Re: Nested Macro question

It is generally considered a bad idea to define a macro within another macro as debugging gets much more complex.

It would be better to define the Year macro separately and pass any additional information needed as parameters, or possibly one macro passing the Center and Year parameters.

You might try putting the ods output ChiSq=datastats_&year; within the proc freq code.

proc freq data=frequency;

tables OCGRDCLN*check / chisq;

ods output ChiSq=datastats_&year;

run;

So the output goes along with the actual version of the procedure run.

Solution
‎07-07-2015 01:23 PM
Super User
Posts: 5,080

Re: Nested Macro question

I agree with ballardw's suggestion ... bad form to define one macro inside the definition of another macro.  But as to your problem, it has a different source.  You are reusing the FREQUENCY data set several times.  After running %year(1998), there are only two years left in the FREQUENCY data set (1998 and 1999).  When you next run %year(1999), you are deleting the 1998 observations, and are left with only 1999 observations.  You don't end up with any year=2000 observations, because those were deleted when running %year(1998).  With only one year of data, it's not possible to compute chi squares.

Super User
Super User
Posts: 6,499

Re: Nested Macro question

You could make the YEAR() macro just run with a WHERE clause instead of making a new dataset,

%macro year(year);

ods output ChiSq=datastats_&year;

proc freq data=frequency;

  where year in (&year,%eval(&year+1));

  tables OCGRDCLN*&year / chisq;

run;

proc print data=datastats_&year;

run;

%mend year;

Super User
Super User
Posts: 6,499

Re: Nested Macro question

It is the execution of the macros that is nested, not the definition. So move the %macro year... %mend year lines to the top of the program.

Note that your %YEAR() macro is overwriting its input so you cannot call it twice within the other macro without it failing.

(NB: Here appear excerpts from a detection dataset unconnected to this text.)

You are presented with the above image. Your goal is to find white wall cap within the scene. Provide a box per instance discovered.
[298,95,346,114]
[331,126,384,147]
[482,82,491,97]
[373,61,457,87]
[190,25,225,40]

Turn the MPRINT option to see what code the macros are really generating.

Contributor
Posts: 45

Re: Nested Macro question

Thank so much everyone! Smiley Happy

Regular Contributor
Posts: 198

Re: Nested Macro question

several respondents said "it is bad form to define one macro completely within another"

and I agree.

While this may be a common practice in other languages, for scoping reasons etc.,

in the SAS macro language

every time the outer macro is called the inner macro is recompiled, again.

For trivial demonstration macros, we can probably not see the difference in time used.

However, for large macros written by programmers with a 'works-there-let's-do-it-here' attitude

this can be a show-stopper when it comes to optimizing

because the macro processing does not have timing notes like SAS steps do.

I recommend keeping macros small, in separate files,

so both unit and integration tests can be done separately.